2. O Réu é proprietário de um prédio rústico sito no mesmo Lugar de Além do Ribeiro, da freguesia de Cavez, concelho de Cabeceiras de Basto, inscrito na matriz respectiva sob o artigo …, e descrito na conservatória sob o nº ….
3. O prédio dos Autores e o do Réu são contíguos.
4. O prédio dos Autores vem sendo irrigado, entre o S. João e o S. Miguel, de quinze em quinze dias, por água proveniente do Rio Vilela, obtida através de captação por represa construída no rio há, pelo menos, 70 anos, sendo a água conduzida através do aqueduto denominado Levada Velha.
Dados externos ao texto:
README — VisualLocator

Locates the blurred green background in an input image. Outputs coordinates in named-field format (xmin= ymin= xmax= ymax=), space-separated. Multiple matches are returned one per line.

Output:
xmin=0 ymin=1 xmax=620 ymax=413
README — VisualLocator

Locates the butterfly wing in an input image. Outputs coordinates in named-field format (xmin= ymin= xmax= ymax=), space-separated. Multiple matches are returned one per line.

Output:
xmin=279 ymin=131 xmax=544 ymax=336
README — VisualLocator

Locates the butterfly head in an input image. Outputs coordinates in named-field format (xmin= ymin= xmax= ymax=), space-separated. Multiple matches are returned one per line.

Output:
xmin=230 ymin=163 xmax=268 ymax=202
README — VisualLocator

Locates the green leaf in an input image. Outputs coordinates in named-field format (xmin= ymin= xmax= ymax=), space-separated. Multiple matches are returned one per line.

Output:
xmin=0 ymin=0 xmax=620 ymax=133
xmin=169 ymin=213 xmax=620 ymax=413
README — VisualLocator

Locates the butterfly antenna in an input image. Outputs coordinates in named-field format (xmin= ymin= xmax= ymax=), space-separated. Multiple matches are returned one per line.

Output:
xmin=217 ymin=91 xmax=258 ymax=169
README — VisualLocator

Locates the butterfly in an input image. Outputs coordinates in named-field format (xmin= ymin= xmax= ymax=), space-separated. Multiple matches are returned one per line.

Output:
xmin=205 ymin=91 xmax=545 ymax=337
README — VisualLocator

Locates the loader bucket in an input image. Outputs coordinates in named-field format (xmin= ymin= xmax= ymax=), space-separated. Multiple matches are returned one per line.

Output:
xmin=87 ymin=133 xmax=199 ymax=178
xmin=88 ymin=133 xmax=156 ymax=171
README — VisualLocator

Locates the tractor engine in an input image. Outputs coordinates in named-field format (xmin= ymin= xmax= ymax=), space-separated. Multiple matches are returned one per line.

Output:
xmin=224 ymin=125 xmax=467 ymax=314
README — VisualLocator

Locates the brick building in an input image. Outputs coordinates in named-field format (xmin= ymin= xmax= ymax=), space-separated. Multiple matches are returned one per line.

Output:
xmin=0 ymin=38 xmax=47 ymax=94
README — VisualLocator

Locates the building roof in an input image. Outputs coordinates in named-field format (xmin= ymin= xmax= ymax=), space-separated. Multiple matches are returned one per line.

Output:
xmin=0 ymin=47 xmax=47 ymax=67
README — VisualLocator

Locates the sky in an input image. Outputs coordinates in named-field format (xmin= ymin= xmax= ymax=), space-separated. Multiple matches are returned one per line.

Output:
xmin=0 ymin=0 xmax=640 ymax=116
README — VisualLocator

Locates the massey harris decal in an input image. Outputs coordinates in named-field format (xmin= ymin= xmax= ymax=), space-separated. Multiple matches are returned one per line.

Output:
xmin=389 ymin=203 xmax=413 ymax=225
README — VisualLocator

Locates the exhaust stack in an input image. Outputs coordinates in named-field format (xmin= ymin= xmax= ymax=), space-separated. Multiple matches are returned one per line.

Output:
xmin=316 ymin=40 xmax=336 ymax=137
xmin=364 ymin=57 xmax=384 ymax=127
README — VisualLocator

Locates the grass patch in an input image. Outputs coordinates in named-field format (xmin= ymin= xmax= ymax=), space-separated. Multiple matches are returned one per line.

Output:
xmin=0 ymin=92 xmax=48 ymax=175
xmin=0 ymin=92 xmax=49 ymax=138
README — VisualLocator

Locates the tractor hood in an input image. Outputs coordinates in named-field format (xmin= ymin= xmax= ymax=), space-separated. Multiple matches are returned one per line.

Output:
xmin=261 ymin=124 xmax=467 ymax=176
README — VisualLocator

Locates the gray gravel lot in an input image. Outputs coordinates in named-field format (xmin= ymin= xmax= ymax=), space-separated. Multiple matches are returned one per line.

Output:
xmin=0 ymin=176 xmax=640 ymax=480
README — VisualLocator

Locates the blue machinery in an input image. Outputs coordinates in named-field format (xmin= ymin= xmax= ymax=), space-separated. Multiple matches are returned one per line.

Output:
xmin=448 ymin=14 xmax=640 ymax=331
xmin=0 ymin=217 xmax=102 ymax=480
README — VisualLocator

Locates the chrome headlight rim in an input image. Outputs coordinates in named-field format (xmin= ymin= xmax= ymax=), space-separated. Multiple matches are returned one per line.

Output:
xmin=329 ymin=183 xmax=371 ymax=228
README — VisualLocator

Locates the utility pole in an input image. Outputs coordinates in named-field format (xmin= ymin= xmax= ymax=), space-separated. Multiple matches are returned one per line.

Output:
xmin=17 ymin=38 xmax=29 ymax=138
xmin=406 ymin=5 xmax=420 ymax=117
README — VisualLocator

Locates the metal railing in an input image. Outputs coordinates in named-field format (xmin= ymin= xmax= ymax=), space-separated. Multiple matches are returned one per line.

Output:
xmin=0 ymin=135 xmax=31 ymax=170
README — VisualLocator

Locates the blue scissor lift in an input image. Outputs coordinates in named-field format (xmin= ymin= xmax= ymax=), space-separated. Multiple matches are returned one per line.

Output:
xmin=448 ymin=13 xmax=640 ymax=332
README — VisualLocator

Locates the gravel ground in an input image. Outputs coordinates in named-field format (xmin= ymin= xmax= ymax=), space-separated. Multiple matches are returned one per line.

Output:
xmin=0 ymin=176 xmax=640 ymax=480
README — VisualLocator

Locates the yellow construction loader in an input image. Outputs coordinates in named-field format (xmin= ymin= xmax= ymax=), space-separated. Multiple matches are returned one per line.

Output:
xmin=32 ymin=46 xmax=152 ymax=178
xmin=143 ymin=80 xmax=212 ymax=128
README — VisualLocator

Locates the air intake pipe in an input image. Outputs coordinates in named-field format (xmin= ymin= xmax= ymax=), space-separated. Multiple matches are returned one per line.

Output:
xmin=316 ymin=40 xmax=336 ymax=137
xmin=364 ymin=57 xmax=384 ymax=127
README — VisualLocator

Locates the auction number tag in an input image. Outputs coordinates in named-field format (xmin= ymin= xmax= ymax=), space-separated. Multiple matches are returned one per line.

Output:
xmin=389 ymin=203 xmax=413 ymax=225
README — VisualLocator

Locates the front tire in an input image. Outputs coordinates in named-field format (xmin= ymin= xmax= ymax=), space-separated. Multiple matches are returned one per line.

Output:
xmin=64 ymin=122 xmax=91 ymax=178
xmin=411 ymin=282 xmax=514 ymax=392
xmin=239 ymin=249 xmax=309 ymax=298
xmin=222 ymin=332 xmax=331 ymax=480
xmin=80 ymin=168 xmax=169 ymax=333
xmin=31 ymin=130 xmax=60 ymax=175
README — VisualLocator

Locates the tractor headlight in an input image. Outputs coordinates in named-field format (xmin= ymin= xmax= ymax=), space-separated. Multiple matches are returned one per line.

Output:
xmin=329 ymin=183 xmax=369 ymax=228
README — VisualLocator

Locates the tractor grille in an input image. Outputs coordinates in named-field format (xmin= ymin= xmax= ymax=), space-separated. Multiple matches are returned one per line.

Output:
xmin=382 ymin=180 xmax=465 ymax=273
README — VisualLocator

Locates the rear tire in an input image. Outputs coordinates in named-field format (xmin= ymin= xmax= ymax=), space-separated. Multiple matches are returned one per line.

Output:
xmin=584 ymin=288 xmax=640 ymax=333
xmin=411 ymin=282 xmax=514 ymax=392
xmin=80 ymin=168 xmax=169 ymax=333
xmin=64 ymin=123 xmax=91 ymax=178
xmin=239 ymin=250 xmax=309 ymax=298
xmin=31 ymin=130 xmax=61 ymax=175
5. No período de rega, a água da Levada Velha, para atingir o prédio dos Autores, percorre o prédio do Réu através de aqueduto ou rego a céu aberto, localizado na estrema poente deste prédio, num percurso de cerca de oitenta metros.
6. Desde há pelo menos 40 anos que os autores e seus antepossuidores, ininterruptamente, à vista e com o conhecimento de todos, sem oposição de quem quer que seja e com a convicção de exercerem um direito próprio, fazem conduzir a água para irrigação do seu prédio através do aludido rego.
7. Cerca de dois anos antes da propositura da acção, o Réu, sem qualquer autorização ou consentimento, procedeu à colocação de meias canas no solo do rego durante um percurso de cerca de 37 metros, atento o sentido norte/sul.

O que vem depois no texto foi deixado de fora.